崔瑾偶尔听到,但笑不语,心中却是轻叹,顾霖,如何还有这份心思?那毕竟是他的亲人。不由又想到梦中的情形,眼底便起了微微波澜,随即又平静下来。又不真是十几岁的少年郎,两世为人,前一世又经历过那许多事情,即便再大的事,也能想得通、放得下。何况,说到底,当湖对顾霏也并未起多大心思,不过是为她对绘画方面的执着和痴迷而动容。
其他少年郎一路上却是极为兴奋,每日听着崔瑾讲解各地的风土人情,有时,崔瑾也会说几句某国的语言,让大家连连惊叹。程处亮大大咧咧地问道:“表弟,你还有啥不懂的?你悄悄地给某说一说,到底你是不是天上的文曲星下凡,不然为何会连啥天竺、波斯话都会?”
崔瑾愣了愣,随即笑道:“兵法有云,知己知彼百战不殆。

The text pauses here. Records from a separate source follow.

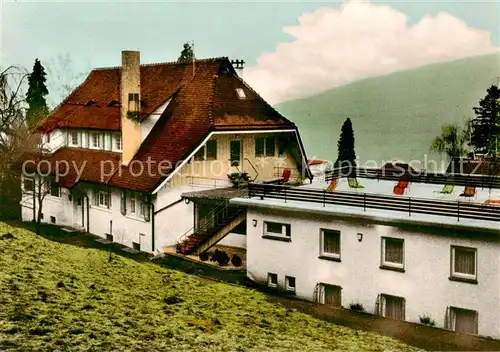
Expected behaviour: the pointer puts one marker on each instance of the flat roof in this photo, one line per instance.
(384, 188)
(383, 216)
(216, 194)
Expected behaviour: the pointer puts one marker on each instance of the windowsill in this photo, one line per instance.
(133, 217)
(327, 257)
(393, 268)
(277, 238)
(98, 207)
(463, 279)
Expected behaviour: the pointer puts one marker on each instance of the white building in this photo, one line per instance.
(401, 256)
(119, 151)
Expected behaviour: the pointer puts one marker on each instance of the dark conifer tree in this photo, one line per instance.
(486, 124)
(347, 155)
(35, 97)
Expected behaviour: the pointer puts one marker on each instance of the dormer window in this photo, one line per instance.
(133, 102)
(240, 93)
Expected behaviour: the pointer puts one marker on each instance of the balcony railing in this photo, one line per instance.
(479, 181)
(458, 210)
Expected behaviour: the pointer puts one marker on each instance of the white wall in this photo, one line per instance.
(424, 284)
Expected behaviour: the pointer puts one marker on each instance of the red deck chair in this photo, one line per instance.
(399, 190)
(286, 175)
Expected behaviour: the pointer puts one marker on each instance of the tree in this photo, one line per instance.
(35, 97)
(347, 155)
(187, 53)
(486, 124)
(12, 138)
(452, 141)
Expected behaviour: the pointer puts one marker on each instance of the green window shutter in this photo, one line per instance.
(101, 141)
(109, 197)
(212, 150)
(123, 206)
(147, 211)
(270, 146)
(259, 147)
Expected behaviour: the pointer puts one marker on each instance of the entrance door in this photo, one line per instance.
(235, 153)
(77, 212)
(333, 295)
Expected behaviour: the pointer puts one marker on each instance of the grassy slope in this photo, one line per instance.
(397, 115)
(61, 296)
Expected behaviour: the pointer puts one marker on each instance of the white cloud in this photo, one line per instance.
(333, 47)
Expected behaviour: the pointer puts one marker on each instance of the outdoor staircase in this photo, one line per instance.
(204, 238)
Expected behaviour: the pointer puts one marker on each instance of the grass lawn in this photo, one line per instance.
(60, 296)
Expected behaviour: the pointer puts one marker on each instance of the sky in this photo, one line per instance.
(291, 49)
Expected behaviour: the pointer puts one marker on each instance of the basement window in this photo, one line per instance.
(272, 280)
(289, 283)
(240, 93)
(136, 246)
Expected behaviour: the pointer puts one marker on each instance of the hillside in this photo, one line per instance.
(60, 296)
(397, 115)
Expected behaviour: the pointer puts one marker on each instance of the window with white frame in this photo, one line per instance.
(330, 243)
(462, 320)
(28, 184)
(290, 283)
(463, 263)
(54, 189)
(392, 253)
(391, 307)
(104, 199)
(132, 205)
(240, 93)
(95, 140)
(73, 138)
(272, 280)
(117, 142)
(265, 146)
(275, 229)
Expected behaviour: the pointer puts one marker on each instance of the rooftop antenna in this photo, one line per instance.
(238, 66)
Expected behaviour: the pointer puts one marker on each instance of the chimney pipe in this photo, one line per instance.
(130, 85)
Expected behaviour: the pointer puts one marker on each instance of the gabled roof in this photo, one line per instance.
(201, 103)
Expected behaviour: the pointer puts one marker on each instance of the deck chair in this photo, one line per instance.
(353, 183)
(286, 175)
(332, 185)
(447, 189)
(469, 191)
(398, 190)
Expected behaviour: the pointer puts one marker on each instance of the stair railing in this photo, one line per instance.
(219, 209)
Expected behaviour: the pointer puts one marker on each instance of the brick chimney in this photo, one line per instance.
(130, 104)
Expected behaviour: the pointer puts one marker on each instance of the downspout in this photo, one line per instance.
(88, 215)
(34, 205)
(152, 227)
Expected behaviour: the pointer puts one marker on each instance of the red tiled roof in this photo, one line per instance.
(199, 104)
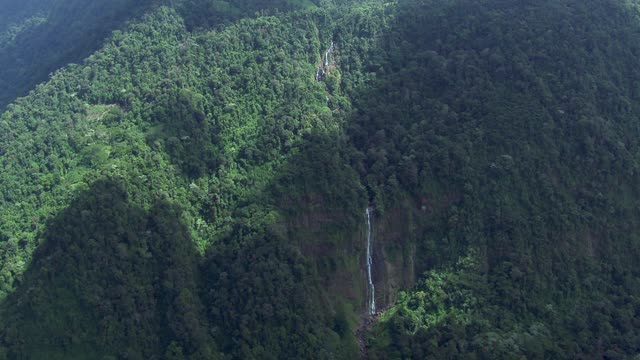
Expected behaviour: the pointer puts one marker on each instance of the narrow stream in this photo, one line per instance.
(372, 289)
(322, 69)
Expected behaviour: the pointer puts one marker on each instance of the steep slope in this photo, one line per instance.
(189, 192)
(38, 37)
(512, 128)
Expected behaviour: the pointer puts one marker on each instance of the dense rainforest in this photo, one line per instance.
(208, 179)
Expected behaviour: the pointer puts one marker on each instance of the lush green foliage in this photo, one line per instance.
(190, 190)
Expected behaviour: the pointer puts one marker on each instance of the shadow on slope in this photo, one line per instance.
(72, 31)
(111, 280)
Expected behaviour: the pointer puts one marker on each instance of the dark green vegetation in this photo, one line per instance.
(190, 191)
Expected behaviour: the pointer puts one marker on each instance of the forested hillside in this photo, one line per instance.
(196, 186)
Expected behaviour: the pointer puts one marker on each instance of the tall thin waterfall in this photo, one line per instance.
(322, 69)
(372, 289)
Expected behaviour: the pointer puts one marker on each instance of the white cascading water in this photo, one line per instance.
(372, 289)
(322, 70)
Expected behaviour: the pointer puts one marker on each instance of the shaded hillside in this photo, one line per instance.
(495, 142)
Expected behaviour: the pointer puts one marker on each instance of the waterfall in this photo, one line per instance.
(372, 289)
(322, 69)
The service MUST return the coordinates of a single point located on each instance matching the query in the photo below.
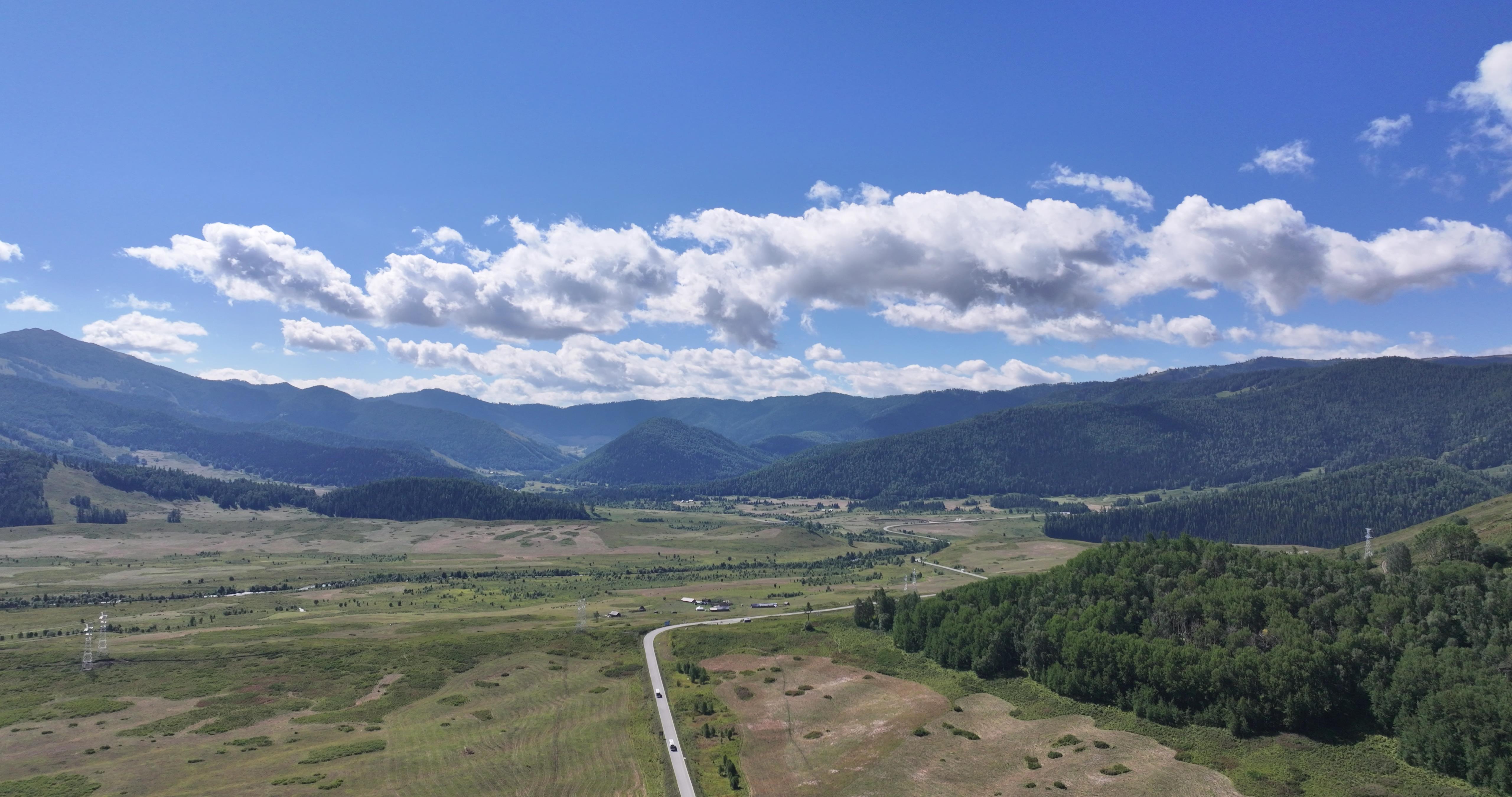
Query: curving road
(680, 764)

虽说此次是行商,但若不了解当地的文化、风俗等等,必会吃大亏。比如这天竺,形成统一王国之初,因新国王旃陀罗崛多出身于一个饲养孔雀的农民家族中,所以称为孔雀王朝,又称为孔雀帝国,先后有旃陀罗崛多、频头沙罗、阿育王三代国王,信奉印度教、佛教和耆那教。现在我讲讲这位阿育王……”
将话题岔开,崔瑾开始讲起天竺(印度)的历史。天竺是古代华夏以及其他东亚国家对后世印度和巴基斯坦等南亚国家的统称。在华夏历史上,对印度的最早记载在《史记·大宛传》,当时称为身毒。《汉书》记载:“从东南身毒国,可数千里,得蜀贾人市。”《后汉书·西域传》记载:“天竺国一名身毒。”唐初则统称为“天竺”。天竺历史上相继出现了四大帝国,即:孔雀帝国、笈多帝国、德里苏丹国和莫卧儿帝国,后两段历史目前尚未开始。

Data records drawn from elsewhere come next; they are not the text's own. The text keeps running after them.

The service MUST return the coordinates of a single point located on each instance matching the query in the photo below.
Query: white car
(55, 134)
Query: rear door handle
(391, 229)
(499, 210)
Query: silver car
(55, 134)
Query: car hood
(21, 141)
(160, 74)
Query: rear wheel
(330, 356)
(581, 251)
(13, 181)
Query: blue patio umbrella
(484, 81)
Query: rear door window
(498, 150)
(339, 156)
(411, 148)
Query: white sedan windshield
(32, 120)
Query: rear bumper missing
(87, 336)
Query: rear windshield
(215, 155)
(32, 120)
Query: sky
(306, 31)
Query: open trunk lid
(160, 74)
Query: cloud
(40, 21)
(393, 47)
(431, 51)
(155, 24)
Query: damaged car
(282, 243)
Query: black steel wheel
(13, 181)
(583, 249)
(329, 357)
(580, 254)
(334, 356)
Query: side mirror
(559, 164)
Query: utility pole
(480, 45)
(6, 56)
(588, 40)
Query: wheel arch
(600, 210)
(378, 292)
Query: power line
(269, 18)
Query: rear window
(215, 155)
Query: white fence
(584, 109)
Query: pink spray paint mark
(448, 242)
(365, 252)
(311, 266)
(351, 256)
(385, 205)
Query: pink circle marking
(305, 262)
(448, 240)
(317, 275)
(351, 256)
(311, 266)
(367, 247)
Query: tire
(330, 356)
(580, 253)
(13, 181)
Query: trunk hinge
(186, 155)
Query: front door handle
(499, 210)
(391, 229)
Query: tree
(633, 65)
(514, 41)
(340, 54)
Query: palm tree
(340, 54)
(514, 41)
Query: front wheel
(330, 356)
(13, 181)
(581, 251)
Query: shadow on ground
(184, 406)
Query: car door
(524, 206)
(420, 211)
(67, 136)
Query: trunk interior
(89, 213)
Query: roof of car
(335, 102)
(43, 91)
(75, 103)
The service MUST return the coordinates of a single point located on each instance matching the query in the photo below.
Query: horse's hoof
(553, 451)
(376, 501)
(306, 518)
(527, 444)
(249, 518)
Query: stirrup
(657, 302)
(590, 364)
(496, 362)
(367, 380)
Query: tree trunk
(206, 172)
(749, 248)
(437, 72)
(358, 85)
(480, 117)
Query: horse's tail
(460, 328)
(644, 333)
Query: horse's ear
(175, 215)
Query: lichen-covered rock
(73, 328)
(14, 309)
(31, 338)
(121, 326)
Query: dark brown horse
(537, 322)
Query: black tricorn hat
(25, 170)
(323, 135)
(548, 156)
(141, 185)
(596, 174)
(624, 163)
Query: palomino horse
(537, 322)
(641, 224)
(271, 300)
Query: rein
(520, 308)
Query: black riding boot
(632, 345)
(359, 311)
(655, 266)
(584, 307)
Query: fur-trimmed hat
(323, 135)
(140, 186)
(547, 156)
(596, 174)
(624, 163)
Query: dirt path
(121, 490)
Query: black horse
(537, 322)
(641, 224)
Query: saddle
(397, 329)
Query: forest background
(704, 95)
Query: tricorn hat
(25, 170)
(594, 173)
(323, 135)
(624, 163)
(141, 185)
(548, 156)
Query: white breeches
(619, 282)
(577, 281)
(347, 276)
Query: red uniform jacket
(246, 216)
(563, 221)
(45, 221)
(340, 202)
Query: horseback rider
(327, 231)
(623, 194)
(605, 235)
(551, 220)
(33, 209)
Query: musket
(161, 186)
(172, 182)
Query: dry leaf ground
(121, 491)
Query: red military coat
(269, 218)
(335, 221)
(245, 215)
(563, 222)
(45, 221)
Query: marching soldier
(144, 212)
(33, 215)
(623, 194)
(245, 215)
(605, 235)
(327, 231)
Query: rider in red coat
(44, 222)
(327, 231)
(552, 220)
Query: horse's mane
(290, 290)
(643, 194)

提到天竺,不少人便想起了《西游记》中唐僧途经天竺国,差点与玉兔精成亲,那首颇具异域风情的《天竺少女》。华丽的衣裳,独特的歌声,柔媚的舞姿,让人无法忘怀。说得兴起,崔瑾取来笛子吹奏起那曲歌谣。
“是谁送你来到我身边?是那圆圆的明月明月,是那潺潺的山泉是那潺潺的山泉……”
除了与崔瑾相交多年的房遗爱、李治等人,其余儿郎不禁瞪大了眼。那笛声消散,那歌声逝去,仍是未能回过神。最后,尉迟宝琳咧着嘴憨笑着拍拍崔瑾的肩膀:“小十三郎,你还有啥不会的?”这话听得有些耳熟,不就是先前程处亮说的?

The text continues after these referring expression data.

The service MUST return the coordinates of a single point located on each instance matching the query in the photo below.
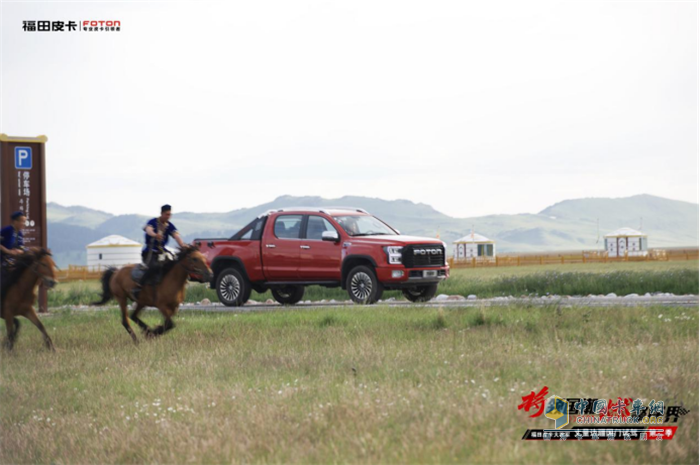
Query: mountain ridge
(574, 224)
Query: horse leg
(125, 319)
(32, 316)
(10, 322)
(135, 317)
(167, 325)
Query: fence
(75, 273)
(564, 258)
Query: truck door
(281, 248)
(320, 260)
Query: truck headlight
(393, 254)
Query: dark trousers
(153, 267)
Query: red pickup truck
(286, 250)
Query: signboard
(23, 187)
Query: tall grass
(621, 279)
(352, 385)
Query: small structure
(112, 251)
(474, 246)
(626, 242)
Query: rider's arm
(180, 242)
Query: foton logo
(101, 23)
(70, 26)
(427, 252)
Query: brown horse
(165, 296)
(20, 291)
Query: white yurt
(626, 241)
(474, 246)
(113, 251)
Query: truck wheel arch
(350, 262)
(221, 263)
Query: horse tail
(106, 291)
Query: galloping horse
(20, 290)
(165, 296)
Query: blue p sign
(23, 158)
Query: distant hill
(567, 225)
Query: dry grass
(355, 385)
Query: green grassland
(363, 384)
(678, 277)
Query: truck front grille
(415, 256)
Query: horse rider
(158, 231)
(11, 243)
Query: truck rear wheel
(288, 295)
(232, 288)
(420, 293)
(363, 286)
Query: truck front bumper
(396, 277)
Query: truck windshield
(364, 225)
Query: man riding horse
(158, 231)
(11, 245)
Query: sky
(474, 108)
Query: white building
(113, 251)
(626, 242)
(474, 246)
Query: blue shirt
(11, 238)
(152, 242)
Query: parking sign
(23, 158)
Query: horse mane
(168, 265)
(22, 263)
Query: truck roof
(327, 210)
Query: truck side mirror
(331, 236)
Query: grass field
(353, 385)
(679, 277)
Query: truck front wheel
(288, 295)
(420, 293)
(232, 288)
(363, 286)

“这曲儿还真是好听,你何时跟那天竺人学会的?”尉迟宝琳兄弟都是极为憨厚的性子,自言自语,没有半点心思,说白了,就是天生有点呆,没脑子。若是其余人,必不会如此直白地问。这些年,发生在崔瑾身上的事儿还不够神奇的么?即便是离开京城多年,但在大家心目中,他仍是一个传奇,一个神话,一个奇迹。开始,大家还会犯嘀咕,有心刨根问底,但这样的事情多了,也就习惯了,也就自然了。即便说崔瑾要白日升天,或许大家都只会扬扬眉,然后“哦”一声,最后依依不舍与其告别,顺便问一下,可否像那些成仙成神之人那般“一人得道鸡犬升天”?正如《汉中碑石》所载,汉居摄二年(公元7年),成固(后世城固县)一个名叫唐公房的人,服用一种仙药后可升天,其妻留恋房舍及禽畜,唐公芳的神仙师傅便给房屋涂上仙药,全家人和禽畜都服了仙药,“须臾,有大风玄云来迎公房妻子,房屋、六畜,倏然与俱去”,于是“鸡鸣天空”、“狗吠云中”。别笑,这话房遗爱就曾经问过,说,小十三郎啊,他日你若要回去,可否将叔父也一并带走啊?哦,晋王殿下肯定也是舍不得你的,就顺便一起带去吧,到那地儿也多一个帮手不是?崔瑾听了,差点被口水呛住。心道,若是自己真是那文曲星下凡,干嘛偏偏到这唐朝来?去繁华先进熟悉的二十一世纪不是更好?到啥地方,不用在马车或船上折腾几个月甚至更长时间,那长了翅膀的飞机便可带着你到天涯海角。若是再有能耐,乘坐宇宙飞船真正地享受一番太空旅行也不是不可以的。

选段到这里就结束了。